Ozone is a powerful pollutant that can burn our lungs and
airways, causing health effects ranging from coughing and wheezing to asthma
attacks and even premature death. Children, teenagers, senior citizens, and people with asthma,
bronchitis, emphysema and chronic obstructive pulmonary disease are
particularly vulnerable to the health effects of ozone.
Under the Clean Air Act, the EPA must set air quality
standards at levels that protect public health, including sensitive
populations, with an adequate margin of safety. In 1997, EPA set the national air quality standard for ozone at 0.084
parts per million (ppm) averaged over an eight hour period. A decade of scientific studies has found health
impacts of breathing ozone at levels lower than the current air quality
standard.
In 2006,
the Clean Air Scientific Advisory Committee, a group of expert outside
scientists who advise the EPA Administrator on air quality standards,
unanimously recommended strengthening the ozone standard to within the range of
0.060 to 0.070 ppm.
Environment
California, the American Lung Association, American Academy of Pediatrics, American Thoracic
Society, American Public Health Association, Asthma and Allergy Foundation of
America, and many other public health and environmental experts have
recommended a standard of 0.060 ppm from 0.084. According to EPA, lowering the ozone health standard to <0.065
compared to ozone concentrations in 2004 would have lowered the mortality rate
from 14 to 2 people per one million in Los
Angeles, a seven-fold improvement.
“EPA
needs to focus on its mission of protecting the environment and human health
and listen less to the demands of polluters that they weaken protections American
families rely on every day,” said Carl Zichella, Sierra Club’s regional staff
director for California, Nevada and Hawaii.

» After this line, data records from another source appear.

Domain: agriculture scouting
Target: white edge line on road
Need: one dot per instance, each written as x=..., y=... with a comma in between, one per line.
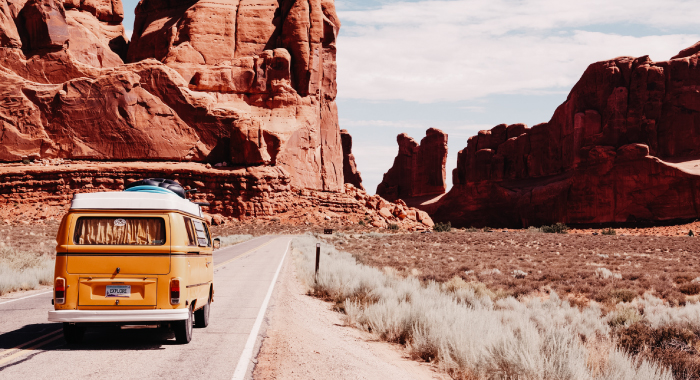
x=243, y=242
x=33, y=295
x=247, y=355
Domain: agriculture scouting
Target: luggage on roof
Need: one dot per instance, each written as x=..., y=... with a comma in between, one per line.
x=152, y=185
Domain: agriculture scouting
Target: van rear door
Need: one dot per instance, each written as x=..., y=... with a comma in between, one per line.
x=116, y=245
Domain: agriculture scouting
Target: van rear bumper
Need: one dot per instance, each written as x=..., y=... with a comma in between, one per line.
x=153, y=315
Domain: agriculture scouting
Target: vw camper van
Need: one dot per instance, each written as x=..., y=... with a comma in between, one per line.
x=137, y=257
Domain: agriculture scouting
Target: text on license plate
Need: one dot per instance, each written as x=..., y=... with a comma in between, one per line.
x=118, y=291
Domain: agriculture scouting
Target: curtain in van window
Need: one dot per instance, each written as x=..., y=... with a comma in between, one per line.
x=120, y=231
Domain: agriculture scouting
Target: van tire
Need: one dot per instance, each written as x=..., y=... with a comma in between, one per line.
x=183, y=329
x=201, y=316
x=73, y=334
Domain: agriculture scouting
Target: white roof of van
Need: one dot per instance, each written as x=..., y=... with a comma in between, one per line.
x=125, y=200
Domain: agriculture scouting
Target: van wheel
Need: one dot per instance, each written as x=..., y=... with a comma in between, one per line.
x=201, y=316
x=73, y=334
x=183, y=329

On June 20, however, EPA proposed marginally improving the
national air quality standard for ozone to within a range of 0.070 to 0.075
ppm, weaker than what the agency’s scientific advisors say is necessary to
protect public health. Additionally, EPA
is accepting comments on the current standard, which is clearly not protective
of public health. The oil industry,
electric utilities, and other powerful interests that would be affected by
stronger ozone standards are lobbying hard to convince EPA to keep the ozone
standards as weak as possible or not change them at all.

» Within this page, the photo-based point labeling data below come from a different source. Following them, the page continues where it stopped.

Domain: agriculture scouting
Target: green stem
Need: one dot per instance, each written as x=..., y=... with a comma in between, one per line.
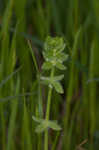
x=48, y=113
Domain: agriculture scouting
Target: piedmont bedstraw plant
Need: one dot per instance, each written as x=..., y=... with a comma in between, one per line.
x=54, y=58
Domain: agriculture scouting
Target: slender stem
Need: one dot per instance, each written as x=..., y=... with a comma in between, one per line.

“Ozone pollution has a serious impact on human health in
Los Angeles, making it difficult and dangerous
to breathe,” said Janea Scott, an Environmental Defense staff attorney in Los Angeles. “EPA must
heed the unanimous advice of its own expert scientists by
substantially strengthening the federal health standard for ozone
to protect the health of our children, and of all the Los Angelenos
hard hit by smog pollution."
EPA is accepting public comments on its proposal through
October 9 and must issue a final ozone standard by March 2008. EPA scheduled
additional hearings in Philadelphia on August 30th
and in Chicago, Atlanta,
and Houston on
September 5th.
“The science is clear, and the law is clear,” stated Barbose. “EPA should reject industry pressure to
maintain the status quo and instead adopt the most protective ozone standard
recommended by its scientific advisors.”